27) "peak.percentage"        // 現在の使用率のピーク比:total.allocated × 100 / peak.allocated
28) "99.767860412597656"
29) "fragmentation"          // メモリ断片化比率
30) "0.45836541056632996"

MEMORY DOCTOR

redis-cli で MEMORY DOCTOR コマンドを実行すると、メモリ診断に関する推奨事項が表示されます。

図 3. 診断結果の例 诊断结果示例

このコマンドは、以下の診断フラグを評価します:

int empty = 0;          /* インスタンスが空またはほぼ空である。 */
int big_peak = 0;       /* メモリピークが使用メモリより大幅に大きい。 */
int high_frag = 0;      /* 断片化率が高い。 */
int high_alloc_frag = 0;/* アロケータの断片化率が高い。 */
int high_proc_rss = 0;  /* プロセス RSS オーバーヘッドが高い。 */
int high_alloc_rss = 0; /* RSS オーバーヘッドが高い。 */
int big_slave_buf = 0;  /* レプリカバッファーが大きすぎる。 */
int big_client_buf = 0; /* クライアントバッファーが大きすぎる。 */
int many_scripts = 0;   /* スクリプトキャッシュに過剰な数のスクリプトが保持されている。 */

MEMORY USAGE

redis-cli で MEMORY USAGE <key> コマンドを実行すると、特定のキーが消費するメモリ量(バイト単位)を確認できます。

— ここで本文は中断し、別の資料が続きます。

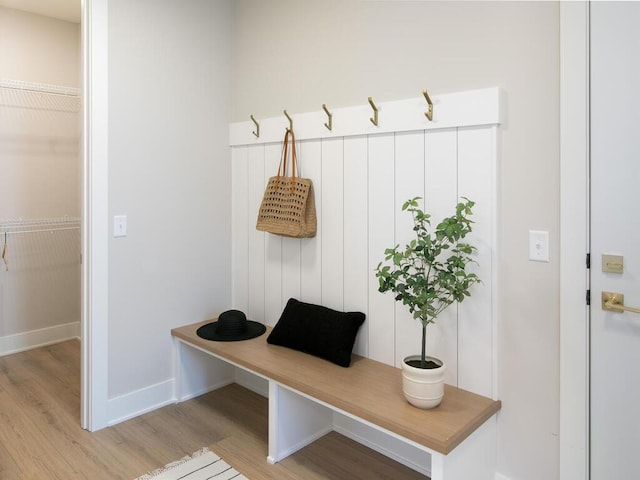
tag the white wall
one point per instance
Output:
(40, 179)
(360, 183)
(298, 55)
(169, 172)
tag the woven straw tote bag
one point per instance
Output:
(288, 206)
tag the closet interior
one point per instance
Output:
(40, 182)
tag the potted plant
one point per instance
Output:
(428, 275)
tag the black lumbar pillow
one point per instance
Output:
(317, 330)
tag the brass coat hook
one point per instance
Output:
(329, 124)
(428, 113)
(374, 119)
(290, 120)
(257, 132)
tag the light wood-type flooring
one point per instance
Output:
(41, 438)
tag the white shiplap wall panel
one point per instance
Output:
(240, 229)
(311, 275)
(409, 183)
(256, 259)
(356, 260)
(272, 247)
(441, 197)
(381, 201)
(476, 155)
(332, 221)
(361, 179)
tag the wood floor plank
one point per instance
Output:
(41, 438)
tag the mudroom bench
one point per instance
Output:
(308, 397)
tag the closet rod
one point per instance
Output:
(40, 88)
(50, 230)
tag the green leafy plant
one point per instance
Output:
(429, 274)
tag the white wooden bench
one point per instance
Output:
(308, 397)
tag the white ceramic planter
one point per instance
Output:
(423, 388)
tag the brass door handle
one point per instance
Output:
(615, 302)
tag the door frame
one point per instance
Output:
(95, 215)
(574, 240)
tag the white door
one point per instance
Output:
(615, 229)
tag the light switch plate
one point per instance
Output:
(538, 246)
(120, 226)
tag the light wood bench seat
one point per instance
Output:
(368, 391)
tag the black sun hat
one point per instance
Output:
(231, 326)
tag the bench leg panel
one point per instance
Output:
(294, 422)
(474, 458)
(197, 372)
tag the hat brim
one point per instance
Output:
(208, 332)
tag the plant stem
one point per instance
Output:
(423, 357)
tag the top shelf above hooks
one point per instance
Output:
(475, 107)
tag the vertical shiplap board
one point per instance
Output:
(291, 258)
(441, 197)
(381, 235)
(291, 261)
(409, 183)
(310, 156)
(239, 226)
(332, 223)
(256, 259)
(273, 248)
(476, 160)
(356, 266)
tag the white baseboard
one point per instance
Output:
(20, 342)
(374, 439)
(140, 402)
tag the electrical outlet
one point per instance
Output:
(538, 246)
(120, 226)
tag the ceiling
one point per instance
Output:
(68, 10)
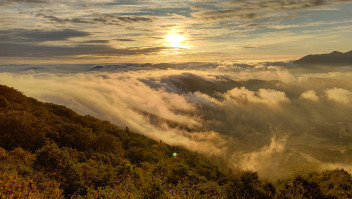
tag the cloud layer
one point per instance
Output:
(260, 123)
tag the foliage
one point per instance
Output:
(49, 151)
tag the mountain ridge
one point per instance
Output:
(333, 58)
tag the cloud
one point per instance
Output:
(263, 124)
(262, 96)
(108, 19)
(339, 95)
(33, 50)
(11, 2)
(36, 35)
(310, 95)
(251, 10)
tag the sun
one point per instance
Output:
(175, 40)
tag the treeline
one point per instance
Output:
(49, 151)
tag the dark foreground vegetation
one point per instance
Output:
(49, 151)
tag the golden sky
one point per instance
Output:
(115, 31)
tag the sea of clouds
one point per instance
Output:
(274, 118)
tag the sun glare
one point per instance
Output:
(175, 40)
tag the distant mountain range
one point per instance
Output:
(335, 58)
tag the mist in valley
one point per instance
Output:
(275, 118)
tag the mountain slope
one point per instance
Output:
(49, 151)
(335, 57)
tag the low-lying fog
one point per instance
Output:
(275, 118)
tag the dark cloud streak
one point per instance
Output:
(31, 50)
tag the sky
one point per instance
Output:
(153, 31)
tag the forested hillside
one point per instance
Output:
(49, 151)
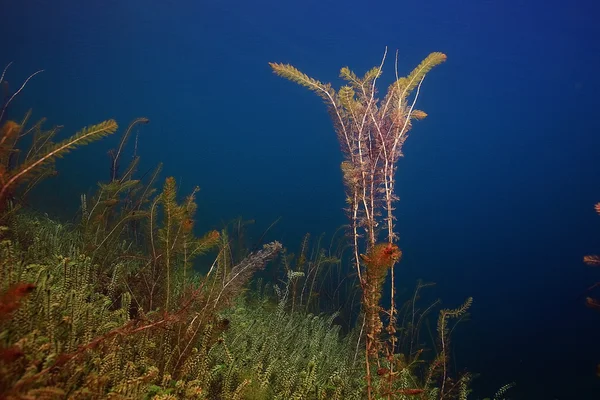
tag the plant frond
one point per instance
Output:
(295, 75)
(404, 86)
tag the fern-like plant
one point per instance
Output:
(38, 161)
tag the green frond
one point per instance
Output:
(295, 75)
(346, 98)
(83, 137)
(348, 75)
(371, 74)
(404, 86)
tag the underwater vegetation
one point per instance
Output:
(119, 304)
(371, 132)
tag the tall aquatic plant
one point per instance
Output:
(371, 132)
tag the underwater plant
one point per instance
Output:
(18, 166)
(593, 260)
(371, 132)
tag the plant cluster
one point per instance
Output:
(371, 132)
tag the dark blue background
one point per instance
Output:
(497, 186)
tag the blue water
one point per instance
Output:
(497, 185)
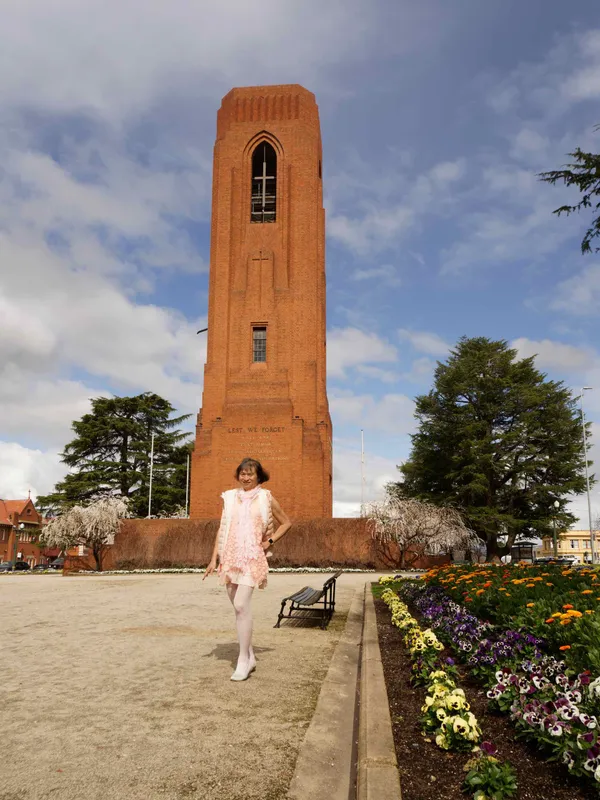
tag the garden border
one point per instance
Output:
(378, 774)
(324, 769)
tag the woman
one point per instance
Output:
(245, 534)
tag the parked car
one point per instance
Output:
(567, 561)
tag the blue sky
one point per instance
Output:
(435, 118)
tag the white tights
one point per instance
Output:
(240, 597)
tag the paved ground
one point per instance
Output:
(118, 687)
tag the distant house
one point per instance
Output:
(22, 544)
(570, 543)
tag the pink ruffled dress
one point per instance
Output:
(244, 560)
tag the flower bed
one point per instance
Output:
(560, 606)
(446, 712)
(550, 705)
(431, 773)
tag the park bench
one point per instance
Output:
(309, 603)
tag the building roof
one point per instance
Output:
(8, 507)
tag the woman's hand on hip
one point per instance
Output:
(210, 569)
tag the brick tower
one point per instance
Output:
(264, 380)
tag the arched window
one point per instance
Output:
(264, 183)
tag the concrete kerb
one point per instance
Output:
(325, 769)
(378, 774)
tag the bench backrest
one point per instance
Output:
(332, 579)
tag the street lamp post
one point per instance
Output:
(556, 507)
(587, 476)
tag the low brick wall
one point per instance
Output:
(156, 543)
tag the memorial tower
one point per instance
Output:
(265, 390)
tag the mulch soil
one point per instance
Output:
(428, 773)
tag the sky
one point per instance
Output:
(435, 119)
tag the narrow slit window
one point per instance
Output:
(259, 344)
(264, 183)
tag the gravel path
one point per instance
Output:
(118, 687)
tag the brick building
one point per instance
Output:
(265, 375)
(16, 543)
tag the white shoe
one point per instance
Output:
(242, 675)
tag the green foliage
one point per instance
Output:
(110, 456)
(584, 174)
(489, 779)
(497, 441)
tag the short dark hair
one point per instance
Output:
(252, 463)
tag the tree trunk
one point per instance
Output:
(493, 549)
(98, 553)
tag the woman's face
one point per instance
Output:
(248, 478)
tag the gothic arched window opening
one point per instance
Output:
(264, 183)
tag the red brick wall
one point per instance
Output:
(269, 274)
(155, 543)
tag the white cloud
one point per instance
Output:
(555, 355)
(22, 469)
(350, 347)
(580, 294)
(116, 59)
(377, 373)
(386, 274)
(368, 212)
(390, 413)
(425, 342)
(347, 490)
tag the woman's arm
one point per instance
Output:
(282, 520)
(213, 561)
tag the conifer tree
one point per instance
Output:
(110, 456)
(499, 442)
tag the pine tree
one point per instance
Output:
(584, 174)
(497, 441)
(110, 456)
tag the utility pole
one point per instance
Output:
(587, 476)
(362, 470)
(187, 489)
(150, 484)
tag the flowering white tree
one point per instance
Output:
(93, 526)
(414, 528)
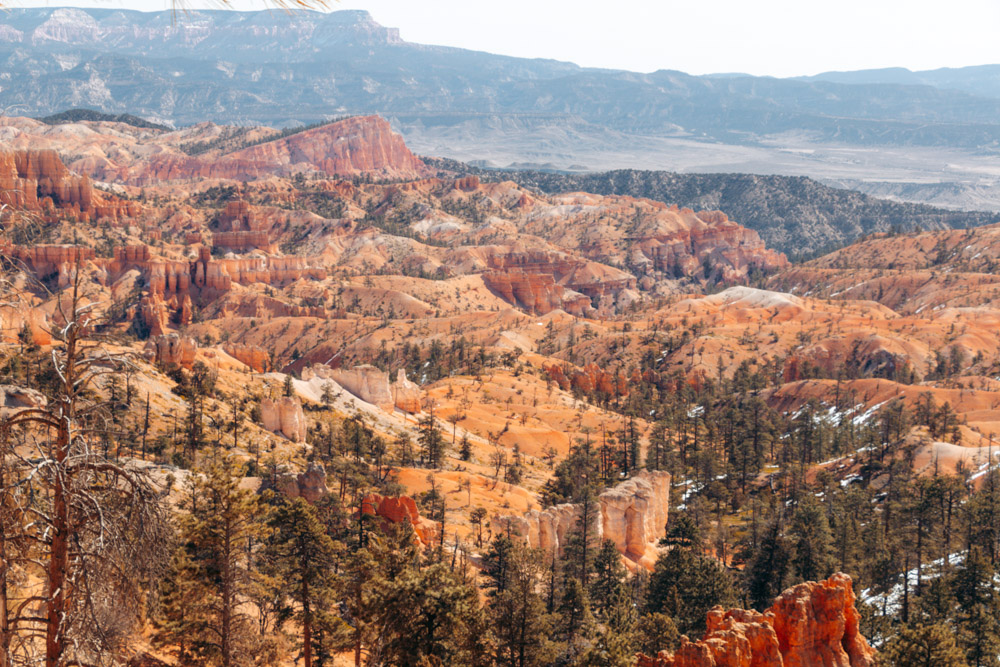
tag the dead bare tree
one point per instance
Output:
(94, 531)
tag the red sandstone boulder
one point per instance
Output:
(399, 509)
(255, 357)
(172, 349)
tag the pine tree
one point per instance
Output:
(614, 645)
(515, 610)
(923, 646)
(574, 617)
(609, 575)
(768, 570)
(305, 559)
(685, 584)
(812, 544)
(432, 442)
(182, 611)
(979, 629)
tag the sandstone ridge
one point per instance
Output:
(814, 623)
(633, 515)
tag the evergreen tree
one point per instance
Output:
(609, 574)
(975, 591)
(812, 544)
(221, 520)
(515, 609)
(923, 646)
(432, 442)
(685, 585)
(655, 632)
(768, 569)
(573, 613)
(305, 557)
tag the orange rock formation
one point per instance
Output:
(284, 415)
(815, 623)
(400, 509)
(37, 180)
(633, 515)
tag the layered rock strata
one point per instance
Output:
(284, 416)
(815, 623)
(401, 509)
(633, 515)
(169, 349)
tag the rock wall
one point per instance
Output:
(309, 485)
(363, 144)
(588, 379)
(284, 416)
(172, 349)
(406, 395)
(255, 357)
(13, 320)
(815, 623)
(372, 385)
(399, 509)
(541, 281)
(707, 237)
(633, 515)
(536, 293)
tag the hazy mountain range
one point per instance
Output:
(923, 136)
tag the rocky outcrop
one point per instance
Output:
(815, 623)
(366, 382)
(372, 385)
(154, 314)
(219, 275)
(708, 244)
(359, 145)
(255, 357)
(284, 416)
(363, 144)
(47, 260)
(248, 240)
(406, 395)
(633, 515)
(536, 293)
(37, 180)
(13, 399)
(172, 349)
(14, 319)
(309, 485)
(400, 509)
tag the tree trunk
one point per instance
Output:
(227, 598)
(306, 624)
(55, 605)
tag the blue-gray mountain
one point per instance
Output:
(283, 68)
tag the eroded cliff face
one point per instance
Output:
(170, 349)
(815, 623)
(38, 181)
(359, 145)
(284, 416)
(401, 509)
(633, 515)
(372, 385)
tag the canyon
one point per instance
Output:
(632, 514)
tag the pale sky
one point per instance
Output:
(773, 37)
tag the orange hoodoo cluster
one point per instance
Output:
(38, 181)
(815, 623)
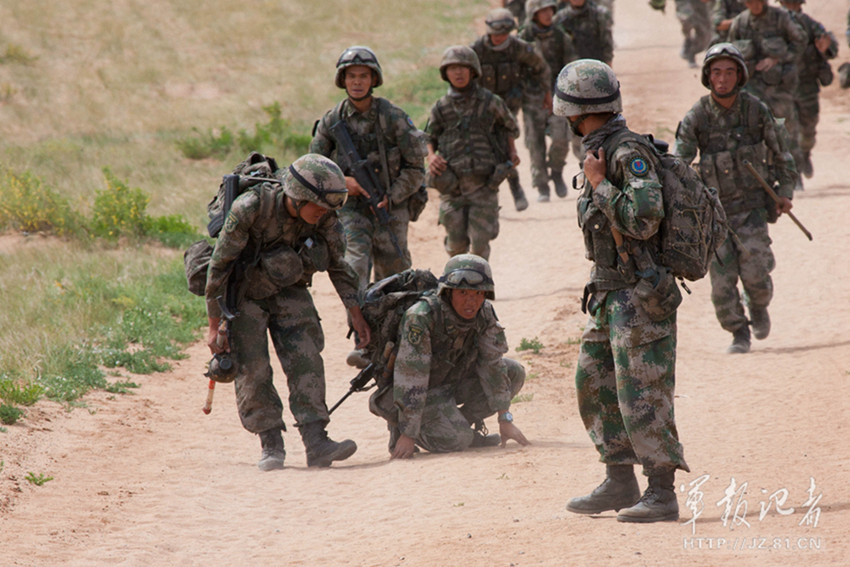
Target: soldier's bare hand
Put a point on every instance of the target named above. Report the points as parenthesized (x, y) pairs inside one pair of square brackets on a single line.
[(354, 188), (507, 430), (436, 164), (594, 167), (404, 448)]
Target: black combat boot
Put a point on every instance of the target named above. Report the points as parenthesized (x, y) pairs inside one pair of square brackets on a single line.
[(658, 503), (321, 450), (557, 177), (760, 320), (273, 454), (618, 490), (517, 192), (740, 340)]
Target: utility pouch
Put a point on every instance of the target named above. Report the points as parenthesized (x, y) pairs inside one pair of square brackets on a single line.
[(658, 297)]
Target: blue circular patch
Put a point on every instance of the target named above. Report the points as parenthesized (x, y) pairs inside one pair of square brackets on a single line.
[(638, 166)]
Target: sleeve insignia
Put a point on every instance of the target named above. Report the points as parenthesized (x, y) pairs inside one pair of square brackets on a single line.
[(638, 167)]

MEMORY USAGE Key0089393003

期待される出力:

(integer) 1000072

Tair (Redis OSS-compatible) におけるメモリの割り当て

インスタンスのメモリは、以下の 3 つの部分に分けられます:

コンポーネント説明
リンク関連操作入力バッファー、出力バッファー、JIT オーバーヘッド、Fake Lua Link、キャッシュ済み Lua スクリプト。消費量は動的に変化します。INFO コマンドを実行し、Clients セクションで現在の値を確認できます。クライアントが範囲ベースの操作を実行したり、低スループットで大規模なキーを送受信したりした場合、入力および出力バッファーの使用量が増加し、データストレージに利用可能なメモリが減少して OOM エラーを引き起こす可能性があります。
データストレージ保存されたフィールド値が消費するメモリ。高メモリ使用量のトラブルシューティング時に主に分析対象となる領域です。
管理オーバーヘッドハッシュテーブル、レプリケーションバッファー、AOF バッファー。通常条件下では、このコンポーネントは 32 MB ~ 64 MB の範囲で安定しています。数百億に及ぶ非常に多数のキーがある場合、このコンポーネントの消費量が増加することがあります。
説明

ほとんどの OOM 問題は、動的に割り当てられるメモリの非効率な管理に起因します。例えば、速度制限によるリクエストキューの発生は、動的に取得されたメモリの急激な増加を招きます。また、複雑または不適切に記述された Lua スクリプトも OOM を引き起こす可能性があります。Tair (Enterprise Edition) では、動的に割り当て・解放されるメモリに対する強化されたメモリ管理機能が提供されています。詳細については、「概要」をご参照ください。